Il s’appelle Julien. Il y a quelques années c’était un adolescent en recherche de vérité et de liberté. Il cherchait alors à construire sa vie parfois en errance, comme tant d’autres jeunes de son âge. Sa quête se heurtait trop souvent à un mutisme de son entourage, ou à une non-disponibilité. Autour de lui il ne rencontrait que des personnes pressées par tout, et toujours. Aussi Julien resta-t-il trop souvent seul avec ses questions, ce qui peut expliquer la maladie dont il souffrait : l’anorexie, c’est-à-dire une perte de l’appétit. Invité par des camarades, il avait choisi d’emprunter le chemin de l’aumônerie des lycées : là, il allait rencontrer d’autres jeunes et faire un bout de chemin avec eux.
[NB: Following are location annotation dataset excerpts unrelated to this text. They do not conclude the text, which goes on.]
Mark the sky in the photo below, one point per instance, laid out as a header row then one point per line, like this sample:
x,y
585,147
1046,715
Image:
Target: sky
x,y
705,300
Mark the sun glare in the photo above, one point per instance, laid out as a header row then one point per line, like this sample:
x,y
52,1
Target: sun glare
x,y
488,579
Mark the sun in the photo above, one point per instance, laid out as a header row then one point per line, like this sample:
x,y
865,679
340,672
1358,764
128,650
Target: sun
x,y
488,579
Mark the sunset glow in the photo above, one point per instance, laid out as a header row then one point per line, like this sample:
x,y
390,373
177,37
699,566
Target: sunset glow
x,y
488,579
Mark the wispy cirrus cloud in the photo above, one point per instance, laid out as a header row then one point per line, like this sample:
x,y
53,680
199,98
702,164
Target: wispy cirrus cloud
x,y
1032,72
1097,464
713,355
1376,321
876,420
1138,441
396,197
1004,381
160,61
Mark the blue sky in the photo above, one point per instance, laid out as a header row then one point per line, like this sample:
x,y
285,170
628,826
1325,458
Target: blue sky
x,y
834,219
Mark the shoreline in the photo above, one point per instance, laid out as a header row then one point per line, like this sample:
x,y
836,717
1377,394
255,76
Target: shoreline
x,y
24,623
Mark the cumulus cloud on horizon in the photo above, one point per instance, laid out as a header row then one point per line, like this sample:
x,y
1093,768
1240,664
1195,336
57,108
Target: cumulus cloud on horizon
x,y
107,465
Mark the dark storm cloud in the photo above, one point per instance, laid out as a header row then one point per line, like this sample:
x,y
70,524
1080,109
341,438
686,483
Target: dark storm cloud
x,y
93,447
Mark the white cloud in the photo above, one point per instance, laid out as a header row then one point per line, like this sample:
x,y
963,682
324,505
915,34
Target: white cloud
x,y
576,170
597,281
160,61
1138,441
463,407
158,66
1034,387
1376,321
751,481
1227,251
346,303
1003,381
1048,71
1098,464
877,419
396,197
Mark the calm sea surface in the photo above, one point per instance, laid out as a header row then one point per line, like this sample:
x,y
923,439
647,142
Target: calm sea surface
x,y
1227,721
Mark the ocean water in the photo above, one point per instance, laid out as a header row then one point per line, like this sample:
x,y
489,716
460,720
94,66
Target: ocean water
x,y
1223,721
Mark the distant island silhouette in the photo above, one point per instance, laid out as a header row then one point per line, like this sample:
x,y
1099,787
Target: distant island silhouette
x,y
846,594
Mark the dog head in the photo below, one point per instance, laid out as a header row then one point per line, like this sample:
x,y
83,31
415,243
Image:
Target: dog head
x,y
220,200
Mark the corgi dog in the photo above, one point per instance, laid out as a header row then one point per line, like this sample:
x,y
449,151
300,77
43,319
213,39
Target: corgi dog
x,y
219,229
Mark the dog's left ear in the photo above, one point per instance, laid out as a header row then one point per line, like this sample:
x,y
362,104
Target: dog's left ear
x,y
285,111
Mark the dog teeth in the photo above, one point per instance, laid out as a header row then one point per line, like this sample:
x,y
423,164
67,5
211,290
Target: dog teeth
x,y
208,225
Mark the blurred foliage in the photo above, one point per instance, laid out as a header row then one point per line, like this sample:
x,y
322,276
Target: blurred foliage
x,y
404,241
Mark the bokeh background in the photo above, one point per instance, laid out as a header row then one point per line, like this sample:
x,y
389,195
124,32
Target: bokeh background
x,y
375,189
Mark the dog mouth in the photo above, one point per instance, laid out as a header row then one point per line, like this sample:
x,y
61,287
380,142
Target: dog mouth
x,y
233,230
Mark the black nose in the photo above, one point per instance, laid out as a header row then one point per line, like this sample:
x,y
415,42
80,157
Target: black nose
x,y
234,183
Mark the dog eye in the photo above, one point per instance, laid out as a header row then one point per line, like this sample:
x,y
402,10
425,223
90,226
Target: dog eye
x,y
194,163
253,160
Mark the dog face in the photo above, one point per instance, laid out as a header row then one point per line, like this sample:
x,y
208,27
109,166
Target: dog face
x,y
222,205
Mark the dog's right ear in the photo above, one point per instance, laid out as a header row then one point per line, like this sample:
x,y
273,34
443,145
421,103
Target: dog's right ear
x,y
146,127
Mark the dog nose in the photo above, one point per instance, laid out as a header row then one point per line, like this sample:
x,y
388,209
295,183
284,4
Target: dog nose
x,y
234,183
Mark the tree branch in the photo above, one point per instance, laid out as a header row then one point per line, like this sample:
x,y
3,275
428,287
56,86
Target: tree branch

Il appréciait ce lieu où ses interrogations pouvaient se dire, et même rencontrer quelques adultes disponibles pour l’aider à formuler une réponse à ses questions, ou tout au moins, un commencement de réponse. Son état de santé préoccupait sa famille, à un tel point qu’une hospitalisation s’avéra nécessaire pour la survie de ce jeune. Les soins apportés et l’accompagnement psychologique durant des mois ont permis une heureuse issue à cette maladie. Quelques heures après sa sortie de l’hôpital, Julien demanda à être conduit à l’aumônerie. Et à peine la porte ouverte avec un large sourire Julien interpella son aumônier : « Maintenant, je suis guéri, j’ai faim. Et j’ai faim de Dieu, prépare-moi à la communion, je veux recevoir le Pain de Dieu. ». Quelques mois plus tard, Julien communiait pour la première fois avec sa famille et ses amis.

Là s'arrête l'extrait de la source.